Monocyte recruitment in PCAF^−/− mice after HLI. (A-C) Flow cytometry analysis of monocytes before (t0) and 1 day after (t1) HLI in PCAF^−/− and WT mice. Values are presented as total monocyte counts in blood (nx10⁶/mL), spleen (% of total cells) and bone marrow (% of total cells). (D-F) Flow cytometry analysis of “pro-inflammatory” Ly6C^hi monocytes after HLI in PCAF^−/− and WT mice. Values are presented as total Ly6C^hi monocyte counts in blood (nx10⁶/mL), spleen (% of total cells) and bone marrow (% of total cells). (G-H) Activation state of monocytes and Ly6C^hi monocytes measured by mean fluorescence intensity (MFI) of CD11b. *P < 0.05, **P < 0.01, ***P < 0.001.

Figure 6

Monocyte recruitment to collateral arteries in PCAF^−/− mice after HLI. (A) Immunohistochemical staining on fresh frozen sections of the adductor muscle group from PCAF^−/− and WT mice 1 day after HLI, using anti-αSMA (red) and anti-MOMA-2 (green) antibodies.
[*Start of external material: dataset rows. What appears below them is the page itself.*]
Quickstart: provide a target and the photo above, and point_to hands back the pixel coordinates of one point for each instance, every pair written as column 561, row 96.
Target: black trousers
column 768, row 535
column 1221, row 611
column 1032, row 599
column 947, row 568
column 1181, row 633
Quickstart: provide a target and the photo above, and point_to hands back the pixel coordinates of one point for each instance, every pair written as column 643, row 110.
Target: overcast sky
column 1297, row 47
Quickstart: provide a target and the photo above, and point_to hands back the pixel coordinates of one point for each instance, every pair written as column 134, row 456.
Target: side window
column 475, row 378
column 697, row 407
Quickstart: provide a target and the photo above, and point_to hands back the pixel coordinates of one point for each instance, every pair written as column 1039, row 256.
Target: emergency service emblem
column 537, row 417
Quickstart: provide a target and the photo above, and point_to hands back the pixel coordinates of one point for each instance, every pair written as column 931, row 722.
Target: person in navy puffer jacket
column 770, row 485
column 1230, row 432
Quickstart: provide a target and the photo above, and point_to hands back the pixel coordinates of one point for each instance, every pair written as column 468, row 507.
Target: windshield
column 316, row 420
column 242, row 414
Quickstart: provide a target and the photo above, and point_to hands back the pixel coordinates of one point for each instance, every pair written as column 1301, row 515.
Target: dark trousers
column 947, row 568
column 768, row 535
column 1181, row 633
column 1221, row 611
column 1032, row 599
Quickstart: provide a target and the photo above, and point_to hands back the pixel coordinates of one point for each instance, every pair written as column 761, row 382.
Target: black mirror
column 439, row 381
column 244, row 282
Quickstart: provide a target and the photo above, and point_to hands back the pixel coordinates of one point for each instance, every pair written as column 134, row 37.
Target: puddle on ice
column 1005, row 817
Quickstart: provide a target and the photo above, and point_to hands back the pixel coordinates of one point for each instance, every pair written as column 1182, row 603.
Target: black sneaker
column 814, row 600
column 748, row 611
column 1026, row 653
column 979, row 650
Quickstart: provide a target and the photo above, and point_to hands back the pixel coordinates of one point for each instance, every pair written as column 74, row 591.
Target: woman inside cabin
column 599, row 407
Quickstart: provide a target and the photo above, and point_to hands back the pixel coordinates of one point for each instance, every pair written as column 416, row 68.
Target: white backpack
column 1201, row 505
Cell nuclei were labeled with DAPI (blue). Scale bars = 100 μm. (B C) Quantification of MOMA-2 positive cells in the adductor muscle group of PCAF^−/− and WT before (t0) and 1 day after (t1) HLI. Monocytes were quantified from at least six consecutive sections per mouse and expressed as the number of MOMA-2 positive cells per section and as the number of MOMA-2 positive cells in the perivascular space of αSMA⁺ vessels per section. *P < 0.05, **P < 0.01.